Even though Inception-Resnet-V2 outperforms ResNet101, both of them are well below reported results. That might be caused by:

  1. Different training protocols
  2. Small batch size

Please, if you have better results, or any ideas of how to improve the experiments (especially using Inception-Resnet-V2 backbone), post here.

@waleedka Thank you for your detailed explanation, and for reopening the issue of Virtual Batch Size in keras.

Vlad

waleedka commented 6 years ago

@vladpaunescu Out of curiosity, are you using Python 3 or 2.7?

Pelups commented 6 years ago

@vladpaunescu, your results seem quite good if you only trained on 1 GPU no ? You trained on 160 epochs 1000 steps per epoch 2 images per GPU 1 GPU = 320 000 images Official results get obtained on 160 000 steps 2 images per GPU * 8 GPUs = 2 560 000 images

Correct me if I'm wrong.

BTW, I'm really insteresting in a ResNet 101 implementation as you did.

John1231983 commented 6 years ago

@jmtatsch : Have you complete the training using offical resnet-101 pretrained model. Could you share us your result now?

matiqul commented 6 years ago

Do you use this model link below: https://github.com/tensorflow/models/blob/master/research/slim/nets/inception_resnet_v2.py

matiqul commented 6 years ago

@vladpaunescu Can you telll me how I can draw the mrcnn_bbx_loss, mrcnn_class_loss, rpn_bbx_loss plot like you....?

John1231983 commented 6 years ago

@vladpaunescu: I think your shape is wrong.

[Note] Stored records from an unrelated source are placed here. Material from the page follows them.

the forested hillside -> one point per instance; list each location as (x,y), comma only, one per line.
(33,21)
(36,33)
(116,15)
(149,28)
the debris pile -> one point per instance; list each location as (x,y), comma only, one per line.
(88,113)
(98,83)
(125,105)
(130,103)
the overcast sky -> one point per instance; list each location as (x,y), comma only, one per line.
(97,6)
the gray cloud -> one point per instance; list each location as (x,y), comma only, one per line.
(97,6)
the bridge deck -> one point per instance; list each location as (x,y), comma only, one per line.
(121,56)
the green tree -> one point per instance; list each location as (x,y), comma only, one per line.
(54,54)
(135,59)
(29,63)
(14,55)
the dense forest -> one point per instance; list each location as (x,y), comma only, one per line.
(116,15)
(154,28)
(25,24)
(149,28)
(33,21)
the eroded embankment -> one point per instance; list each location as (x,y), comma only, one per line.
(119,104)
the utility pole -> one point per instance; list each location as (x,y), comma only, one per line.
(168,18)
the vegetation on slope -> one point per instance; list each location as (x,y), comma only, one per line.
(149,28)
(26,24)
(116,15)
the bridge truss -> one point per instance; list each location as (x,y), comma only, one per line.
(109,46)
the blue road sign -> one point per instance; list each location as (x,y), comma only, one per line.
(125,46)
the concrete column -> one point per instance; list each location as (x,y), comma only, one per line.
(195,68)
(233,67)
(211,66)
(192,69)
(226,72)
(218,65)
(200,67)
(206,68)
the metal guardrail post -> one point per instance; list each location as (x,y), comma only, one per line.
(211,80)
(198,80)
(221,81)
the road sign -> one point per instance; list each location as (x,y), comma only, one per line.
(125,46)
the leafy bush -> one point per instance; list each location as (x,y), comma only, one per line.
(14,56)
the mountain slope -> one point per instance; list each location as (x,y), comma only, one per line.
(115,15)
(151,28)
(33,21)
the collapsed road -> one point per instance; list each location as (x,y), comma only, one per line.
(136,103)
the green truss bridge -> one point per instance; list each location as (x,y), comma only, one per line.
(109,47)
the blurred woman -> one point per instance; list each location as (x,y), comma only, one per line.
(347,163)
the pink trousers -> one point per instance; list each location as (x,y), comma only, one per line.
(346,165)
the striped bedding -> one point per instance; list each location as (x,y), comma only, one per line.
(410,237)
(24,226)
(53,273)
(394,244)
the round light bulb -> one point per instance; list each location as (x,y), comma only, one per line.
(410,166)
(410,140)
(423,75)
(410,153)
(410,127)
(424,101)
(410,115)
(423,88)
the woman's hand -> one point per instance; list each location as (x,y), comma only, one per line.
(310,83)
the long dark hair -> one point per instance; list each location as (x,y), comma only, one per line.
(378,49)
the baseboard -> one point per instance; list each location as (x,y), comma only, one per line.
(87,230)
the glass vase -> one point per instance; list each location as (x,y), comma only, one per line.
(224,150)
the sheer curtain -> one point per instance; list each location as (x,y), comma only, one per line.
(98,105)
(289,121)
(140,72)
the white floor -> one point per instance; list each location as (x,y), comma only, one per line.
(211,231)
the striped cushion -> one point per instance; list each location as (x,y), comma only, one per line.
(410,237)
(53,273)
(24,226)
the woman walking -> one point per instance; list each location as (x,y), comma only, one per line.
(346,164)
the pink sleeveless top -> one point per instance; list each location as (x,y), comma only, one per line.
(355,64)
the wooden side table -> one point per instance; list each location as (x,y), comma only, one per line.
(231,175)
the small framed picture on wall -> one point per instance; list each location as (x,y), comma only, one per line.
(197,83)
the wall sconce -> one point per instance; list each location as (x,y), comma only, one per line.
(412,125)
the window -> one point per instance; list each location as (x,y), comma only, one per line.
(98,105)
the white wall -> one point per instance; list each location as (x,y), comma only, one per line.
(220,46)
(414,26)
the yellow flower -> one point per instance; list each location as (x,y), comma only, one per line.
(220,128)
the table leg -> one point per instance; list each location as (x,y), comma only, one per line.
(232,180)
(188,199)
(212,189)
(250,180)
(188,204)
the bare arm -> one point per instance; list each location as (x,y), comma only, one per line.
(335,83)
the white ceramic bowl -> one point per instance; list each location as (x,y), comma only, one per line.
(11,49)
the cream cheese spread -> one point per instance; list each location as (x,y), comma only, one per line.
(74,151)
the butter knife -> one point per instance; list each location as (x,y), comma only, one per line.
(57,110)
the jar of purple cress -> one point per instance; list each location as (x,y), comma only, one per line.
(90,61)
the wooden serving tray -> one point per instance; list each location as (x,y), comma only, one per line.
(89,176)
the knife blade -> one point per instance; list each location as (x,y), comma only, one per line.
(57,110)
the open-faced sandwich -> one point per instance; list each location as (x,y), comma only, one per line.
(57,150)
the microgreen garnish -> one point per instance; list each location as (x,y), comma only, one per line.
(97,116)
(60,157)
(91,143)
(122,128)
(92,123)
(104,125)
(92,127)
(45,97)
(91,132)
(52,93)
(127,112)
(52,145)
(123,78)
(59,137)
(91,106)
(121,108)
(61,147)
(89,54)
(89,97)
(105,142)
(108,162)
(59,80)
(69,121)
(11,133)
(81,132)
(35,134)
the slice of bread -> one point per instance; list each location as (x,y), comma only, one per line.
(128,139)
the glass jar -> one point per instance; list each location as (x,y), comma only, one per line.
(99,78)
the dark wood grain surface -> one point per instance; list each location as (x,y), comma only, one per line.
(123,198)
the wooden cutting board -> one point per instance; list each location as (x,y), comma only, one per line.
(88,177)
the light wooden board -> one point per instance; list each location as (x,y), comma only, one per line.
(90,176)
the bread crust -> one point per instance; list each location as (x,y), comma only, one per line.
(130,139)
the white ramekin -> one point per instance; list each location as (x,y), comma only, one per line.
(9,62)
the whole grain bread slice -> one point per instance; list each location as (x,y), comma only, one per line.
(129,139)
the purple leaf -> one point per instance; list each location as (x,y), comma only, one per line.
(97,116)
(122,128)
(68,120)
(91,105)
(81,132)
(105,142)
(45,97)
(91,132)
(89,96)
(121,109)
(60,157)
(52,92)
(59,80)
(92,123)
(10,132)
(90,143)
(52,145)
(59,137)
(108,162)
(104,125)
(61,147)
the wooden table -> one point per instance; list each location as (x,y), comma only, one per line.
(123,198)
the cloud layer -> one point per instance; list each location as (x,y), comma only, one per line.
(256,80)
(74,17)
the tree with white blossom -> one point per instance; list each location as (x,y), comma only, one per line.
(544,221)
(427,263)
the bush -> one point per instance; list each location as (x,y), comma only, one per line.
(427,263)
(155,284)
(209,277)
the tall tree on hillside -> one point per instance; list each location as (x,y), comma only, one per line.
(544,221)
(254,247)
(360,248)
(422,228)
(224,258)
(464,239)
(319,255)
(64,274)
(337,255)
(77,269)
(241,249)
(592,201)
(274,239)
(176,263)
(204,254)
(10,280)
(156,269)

As example of resnet50. It should be C1=C2=/2 , C3 =/4 , C4=/8 , and C5=/16. Am I right?

AloshkaD commented 6 years ago

@matiqul go to the directory where Mask_RCNN is and type in the command

tensorboard --logdir=logs

then open a browser and write http://localhost:6006 and you should get all the plots you need from tensorboard

matiqul commented 6 years ago

@AloshkaD thanks it works.....

enoceanwei commented 6 years ago

@vladpaunescu

Hi, I am interesting your job, I also want to changed the backbone CNN structrue from resnet to inception resnet, which is just similar like you, could you introduce more details how to do that? many thanks.

Kind Regards

Wei

babanthierry94 commented 2 years ago

@vladpaunescu @enoceanwei Hi, I hope you succeed on this task. Please I'm trying to do the same task. Please can you help me with some advice.